Il faut commencer par se débarrasser des poisons mentaux les plus nocifs, la haine en particulier, puis, à mesure que l’on progresse sur la voie, dissoudre les voiles de plus en plus subtils formés par l’attachement au « moi » et à la dualité.
On ne se dépouille évidemment pas de l’amour altruiste, de la compassion, de la paix intérieure et autres qualités, mais principalement de l’ignorance. Lorsque tu écartes les nuages qui ont longtemps masqué le soleil, tu comprends qu’il a toujours brillé derrière les nuages. Il s’agit donc d’une actualisation de la réalité, pas d’un dépouillement qui te diminuerait en aucune façon.

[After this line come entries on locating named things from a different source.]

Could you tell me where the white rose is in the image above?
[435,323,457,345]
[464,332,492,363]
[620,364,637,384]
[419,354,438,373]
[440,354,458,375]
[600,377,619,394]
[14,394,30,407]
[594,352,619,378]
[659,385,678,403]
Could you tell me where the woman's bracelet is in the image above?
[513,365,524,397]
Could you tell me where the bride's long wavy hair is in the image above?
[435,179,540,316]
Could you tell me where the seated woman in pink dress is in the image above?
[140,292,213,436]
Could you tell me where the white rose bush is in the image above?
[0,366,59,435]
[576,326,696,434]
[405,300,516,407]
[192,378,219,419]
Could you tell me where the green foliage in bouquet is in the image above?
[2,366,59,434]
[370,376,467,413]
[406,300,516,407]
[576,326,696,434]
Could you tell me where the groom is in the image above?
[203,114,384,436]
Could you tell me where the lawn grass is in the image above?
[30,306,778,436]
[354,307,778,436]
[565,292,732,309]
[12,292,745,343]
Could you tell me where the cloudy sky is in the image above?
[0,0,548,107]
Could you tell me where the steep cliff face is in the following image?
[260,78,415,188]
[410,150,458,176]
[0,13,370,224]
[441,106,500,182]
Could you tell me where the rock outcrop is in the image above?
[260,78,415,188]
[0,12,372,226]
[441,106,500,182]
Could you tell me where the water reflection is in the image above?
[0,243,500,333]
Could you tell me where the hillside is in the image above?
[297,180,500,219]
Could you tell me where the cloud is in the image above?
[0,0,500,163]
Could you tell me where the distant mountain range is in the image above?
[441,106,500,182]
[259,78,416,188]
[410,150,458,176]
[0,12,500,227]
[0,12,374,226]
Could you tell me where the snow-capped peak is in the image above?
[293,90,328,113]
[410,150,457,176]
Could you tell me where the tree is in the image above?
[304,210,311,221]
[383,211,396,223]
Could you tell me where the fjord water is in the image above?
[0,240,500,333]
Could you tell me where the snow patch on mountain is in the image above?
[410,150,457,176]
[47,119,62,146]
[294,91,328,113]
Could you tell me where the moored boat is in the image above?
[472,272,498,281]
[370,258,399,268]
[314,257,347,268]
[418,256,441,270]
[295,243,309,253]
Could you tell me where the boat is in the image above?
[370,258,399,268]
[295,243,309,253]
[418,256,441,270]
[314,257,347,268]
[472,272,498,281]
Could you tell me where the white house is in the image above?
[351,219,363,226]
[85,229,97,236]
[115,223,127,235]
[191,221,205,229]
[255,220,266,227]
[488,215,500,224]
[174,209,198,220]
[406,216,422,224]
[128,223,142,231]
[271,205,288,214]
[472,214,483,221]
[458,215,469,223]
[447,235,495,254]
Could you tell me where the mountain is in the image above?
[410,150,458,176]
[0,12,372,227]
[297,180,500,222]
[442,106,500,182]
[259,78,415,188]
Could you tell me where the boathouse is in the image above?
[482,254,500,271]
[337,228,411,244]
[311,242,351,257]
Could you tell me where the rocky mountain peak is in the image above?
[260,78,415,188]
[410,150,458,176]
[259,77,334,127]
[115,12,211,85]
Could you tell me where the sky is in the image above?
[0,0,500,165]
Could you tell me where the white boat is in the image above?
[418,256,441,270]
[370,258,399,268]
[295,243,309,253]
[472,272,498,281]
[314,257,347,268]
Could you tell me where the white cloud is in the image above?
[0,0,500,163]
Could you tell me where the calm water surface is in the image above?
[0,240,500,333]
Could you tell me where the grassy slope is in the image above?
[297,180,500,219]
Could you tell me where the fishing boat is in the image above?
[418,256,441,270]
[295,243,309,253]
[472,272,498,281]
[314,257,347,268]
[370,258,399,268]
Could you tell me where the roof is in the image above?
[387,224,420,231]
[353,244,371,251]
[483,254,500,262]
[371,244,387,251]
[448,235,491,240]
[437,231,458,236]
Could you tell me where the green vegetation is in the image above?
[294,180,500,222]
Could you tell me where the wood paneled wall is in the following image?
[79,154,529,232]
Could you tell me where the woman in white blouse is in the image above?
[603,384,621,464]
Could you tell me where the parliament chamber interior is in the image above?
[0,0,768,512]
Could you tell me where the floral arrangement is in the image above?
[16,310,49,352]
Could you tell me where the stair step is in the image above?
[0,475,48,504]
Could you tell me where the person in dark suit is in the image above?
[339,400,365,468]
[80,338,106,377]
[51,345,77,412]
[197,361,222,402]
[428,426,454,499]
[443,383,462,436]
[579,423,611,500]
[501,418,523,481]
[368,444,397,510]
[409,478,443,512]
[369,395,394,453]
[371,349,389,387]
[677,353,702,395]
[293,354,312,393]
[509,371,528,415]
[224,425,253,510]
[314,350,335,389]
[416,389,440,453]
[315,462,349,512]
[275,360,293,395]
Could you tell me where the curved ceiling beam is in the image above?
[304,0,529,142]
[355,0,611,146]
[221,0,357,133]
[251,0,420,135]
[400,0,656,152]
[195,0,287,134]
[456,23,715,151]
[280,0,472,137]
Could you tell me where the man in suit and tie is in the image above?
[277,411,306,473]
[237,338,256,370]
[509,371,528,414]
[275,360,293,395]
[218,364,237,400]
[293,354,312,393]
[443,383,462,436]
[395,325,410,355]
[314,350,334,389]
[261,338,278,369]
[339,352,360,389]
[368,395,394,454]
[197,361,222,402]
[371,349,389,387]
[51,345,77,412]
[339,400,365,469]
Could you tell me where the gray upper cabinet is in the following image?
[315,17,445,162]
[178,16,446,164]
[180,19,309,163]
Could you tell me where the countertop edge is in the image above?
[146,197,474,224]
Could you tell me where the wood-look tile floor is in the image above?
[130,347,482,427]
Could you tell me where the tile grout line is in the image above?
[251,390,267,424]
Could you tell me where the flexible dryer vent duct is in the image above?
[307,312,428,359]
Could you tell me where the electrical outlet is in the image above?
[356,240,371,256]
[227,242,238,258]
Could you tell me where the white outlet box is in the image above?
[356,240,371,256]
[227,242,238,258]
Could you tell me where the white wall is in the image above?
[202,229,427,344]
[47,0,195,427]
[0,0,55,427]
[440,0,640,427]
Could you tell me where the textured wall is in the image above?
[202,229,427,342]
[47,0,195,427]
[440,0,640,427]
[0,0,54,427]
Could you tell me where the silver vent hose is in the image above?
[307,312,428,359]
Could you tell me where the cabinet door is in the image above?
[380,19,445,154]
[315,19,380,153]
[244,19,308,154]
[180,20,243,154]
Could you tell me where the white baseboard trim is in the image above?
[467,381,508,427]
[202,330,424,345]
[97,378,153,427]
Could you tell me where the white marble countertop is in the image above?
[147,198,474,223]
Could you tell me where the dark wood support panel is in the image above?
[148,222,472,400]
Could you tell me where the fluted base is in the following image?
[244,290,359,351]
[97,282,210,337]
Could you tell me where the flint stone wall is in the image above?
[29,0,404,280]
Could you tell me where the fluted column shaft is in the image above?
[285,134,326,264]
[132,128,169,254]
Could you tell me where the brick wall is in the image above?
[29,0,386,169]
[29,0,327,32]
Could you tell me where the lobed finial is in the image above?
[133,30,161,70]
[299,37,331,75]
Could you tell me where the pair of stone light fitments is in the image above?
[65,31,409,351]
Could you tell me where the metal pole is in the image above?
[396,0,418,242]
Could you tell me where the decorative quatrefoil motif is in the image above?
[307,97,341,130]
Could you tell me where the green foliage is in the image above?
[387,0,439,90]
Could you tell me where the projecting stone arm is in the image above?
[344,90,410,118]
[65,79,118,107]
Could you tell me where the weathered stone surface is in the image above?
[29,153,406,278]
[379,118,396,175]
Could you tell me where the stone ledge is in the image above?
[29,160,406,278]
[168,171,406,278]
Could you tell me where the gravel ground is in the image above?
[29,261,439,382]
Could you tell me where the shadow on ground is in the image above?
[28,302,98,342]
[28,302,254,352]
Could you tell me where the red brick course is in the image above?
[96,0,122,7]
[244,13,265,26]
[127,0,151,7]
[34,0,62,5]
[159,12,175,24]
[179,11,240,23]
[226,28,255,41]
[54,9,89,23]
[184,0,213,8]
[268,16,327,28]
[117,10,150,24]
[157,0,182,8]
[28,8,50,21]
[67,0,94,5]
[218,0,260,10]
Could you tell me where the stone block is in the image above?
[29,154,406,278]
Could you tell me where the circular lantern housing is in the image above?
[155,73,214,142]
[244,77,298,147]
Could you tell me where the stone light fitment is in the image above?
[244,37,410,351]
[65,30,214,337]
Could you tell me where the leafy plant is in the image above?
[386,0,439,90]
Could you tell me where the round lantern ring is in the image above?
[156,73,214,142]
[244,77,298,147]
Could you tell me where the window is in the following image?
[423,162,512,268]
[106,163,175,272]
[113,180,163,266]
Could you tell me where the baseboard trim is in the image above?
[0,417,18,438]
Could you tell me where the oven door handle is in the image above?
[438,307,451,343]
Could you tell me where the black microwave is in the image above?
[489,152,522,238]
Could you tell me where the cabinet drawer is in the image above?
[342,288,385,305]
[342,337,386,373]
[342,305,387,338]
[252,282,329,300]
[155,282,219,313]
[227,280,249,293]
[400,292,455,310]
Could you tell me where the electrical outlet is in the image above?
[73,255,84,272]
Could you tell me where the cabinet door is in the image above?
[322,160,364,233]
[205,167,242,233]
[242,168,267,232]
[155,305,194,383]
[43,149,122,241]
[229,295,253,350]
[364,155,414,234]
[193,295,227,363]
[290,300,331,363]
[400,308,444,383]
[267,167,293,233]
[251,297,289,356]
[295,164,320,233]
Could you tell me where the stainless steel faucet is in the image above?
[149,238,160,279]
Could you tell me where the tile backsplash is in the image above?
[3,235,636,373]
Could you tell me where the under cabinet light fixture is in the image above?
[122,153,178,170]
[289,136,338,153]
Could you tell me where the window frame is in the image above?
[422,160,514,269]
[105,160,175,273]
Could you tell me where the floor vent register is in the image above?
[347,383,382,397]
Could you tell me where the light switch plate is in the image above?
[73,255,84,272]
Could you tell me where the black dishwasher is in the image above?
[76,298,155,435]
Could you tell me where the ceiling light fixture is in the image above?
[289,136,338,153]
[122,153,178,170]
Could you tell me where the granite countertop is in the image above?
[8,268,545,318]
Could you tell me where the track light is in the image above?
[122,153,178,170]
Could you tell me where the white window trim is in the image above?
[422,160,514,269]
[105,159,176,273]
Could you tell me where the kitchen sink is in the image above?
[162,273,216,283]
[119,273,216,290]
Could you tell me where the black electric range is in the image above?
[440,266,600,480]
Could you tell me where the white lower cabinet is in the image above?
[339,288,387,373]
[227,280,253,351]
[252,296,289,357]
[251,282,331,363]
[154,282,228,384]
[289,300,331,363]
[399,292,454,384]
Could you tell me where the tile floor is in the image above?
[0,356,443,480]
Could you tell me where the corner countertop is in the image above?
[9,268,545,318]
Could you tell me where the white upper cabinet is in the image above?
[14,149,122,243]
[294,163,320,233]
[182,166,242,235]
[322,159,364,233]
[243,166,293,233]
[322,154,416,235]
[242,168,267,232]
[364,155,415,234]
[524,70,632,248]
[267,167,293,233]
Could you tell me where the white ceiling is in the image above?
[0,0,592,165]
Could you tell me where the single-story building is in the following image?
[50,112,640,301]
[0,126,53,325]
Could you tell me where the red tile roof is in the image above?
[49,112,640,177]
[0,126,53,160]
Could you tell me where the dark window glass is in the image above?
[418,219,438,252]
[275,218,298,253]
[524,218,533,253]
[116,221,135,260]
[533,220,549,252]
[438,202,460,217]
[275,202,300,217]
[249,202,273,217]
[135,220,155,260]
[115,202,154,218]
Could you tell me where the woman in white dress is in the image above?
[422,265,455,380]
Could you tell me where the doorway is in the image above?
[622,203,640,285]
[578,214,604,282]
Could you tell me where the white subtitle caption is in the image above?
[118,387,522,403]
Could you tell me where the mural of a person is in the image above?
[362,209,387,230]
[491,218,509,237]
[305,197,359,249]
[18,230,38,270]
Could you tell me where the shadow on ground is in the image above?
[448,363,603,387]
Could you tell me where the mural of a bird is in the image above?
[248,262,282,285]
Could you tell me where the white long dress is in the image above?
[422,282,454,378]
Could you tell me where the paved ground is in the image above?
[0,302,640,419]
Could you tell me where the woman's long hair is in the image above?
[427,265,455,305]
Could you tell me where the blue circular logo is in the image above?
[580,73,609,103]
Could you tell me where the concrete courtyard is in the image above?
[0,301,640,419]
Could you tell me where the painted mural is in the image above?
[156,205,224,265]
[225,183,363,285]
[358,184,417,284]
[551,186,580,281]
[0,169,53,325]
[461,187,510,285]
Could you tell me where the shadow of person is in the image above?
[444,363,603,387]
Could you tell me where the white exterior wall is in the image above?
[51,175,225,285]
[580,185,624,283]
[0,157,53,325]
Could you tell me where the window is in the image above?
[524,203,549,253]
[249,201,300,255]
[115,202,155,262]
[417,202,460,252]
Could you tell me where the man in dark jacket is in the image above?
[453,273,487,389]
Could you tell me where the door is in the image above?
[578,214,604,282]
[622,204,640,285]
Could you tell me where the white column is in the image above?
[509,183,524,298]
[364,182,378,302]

Les êtres pleinement réalisés ne courent certes pas les rues, mais il existe un bien plus grand nombreux de personnes qui sont en route sur ce chemin de transformation. Ce n’est pas une histoire de tout ou rien. Chaque étape est libératrice et nous fait progresser vers la sagesse. Le chemin spirituel ne consiste pas à marcher mille kilomètres dans un désert brûlant pour finalement arriver à une oasis où tu te baignes dans un lac d’ambroisie avec des fées qui t’apportent des serviettes de soie fine à la sortie de l’eau. À mesure que nos obscurcissements deviennent de plus en plus transparents, que nous sommes de moins en moins conditionnés par nos tendances habituelles, les causes de nos souffrances s’amenuisent et notre sagesse s’approfondit.